Several bars that cater to blue Americans (cineastes, Unitarians, Central Market shoppers) in this red state are suckers for authenticity. They strive to create the impression of a dive without the literal presence of customers named Clovis who mutter and gum their beer nuts – and who do so without irony.
Lee Harvey’s has those places beat. Under other names, the weathered one-story south of downtown, at Gould and Beaumont, has been an unprepossessing dispenser of spirits for half a century. It’s located in an area in which the zoning would be charitably described as “mixed.” The contractor’s depot next door lends a particular concertina-wire charm.

Step carefully across the gravel parking lot, up to the screened entrance, and enter a ramshackle, low-ceilinged home away from home for the disaffected: frayed barstools, battered banquettes, a pool table set practically flush with the lavatory door, several generations of illuminated beer signs cluttering the walls.

This is the kind of roadhouse cred that attracts iPod buckaroos from the nearby South Side on Lamar lofts. Lee Harvey’s accommodates them. There’s Pabst in the can, of course, but also Patron. The jukebox bellows a head-bobbing, if puzzling, mix of classic rock, hair metal and ’80s synth-pop. Conceptually speaking, that’s a far cry from Ernest Tubb.

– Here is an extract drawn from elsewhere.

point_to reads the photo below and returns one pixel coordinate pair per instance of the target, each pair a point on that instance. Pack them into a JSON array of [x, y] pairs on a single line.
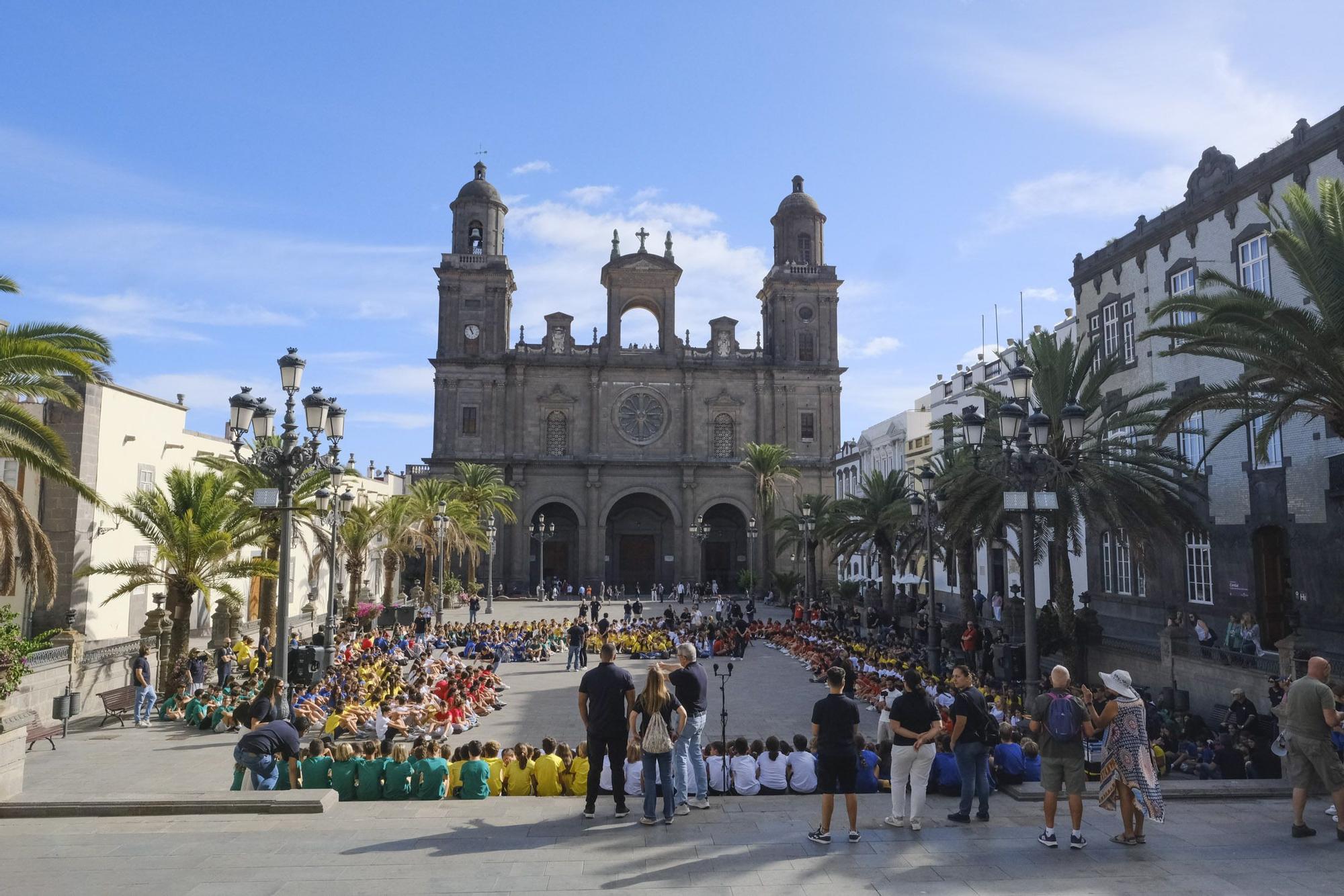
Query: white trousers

The bar is open daily starting at 4 p.m. No cover. No door control; in fact, the screen door is liable to drop off its hinges.

In 10 words or less: Urban pioneers imbibe amid glowing beer signs.

How happening: Blank to bustling late on Fridays.

Who’s there: South Siders and foreign film fans.

Prime real estate: The beat-up banquette nearest the pool table.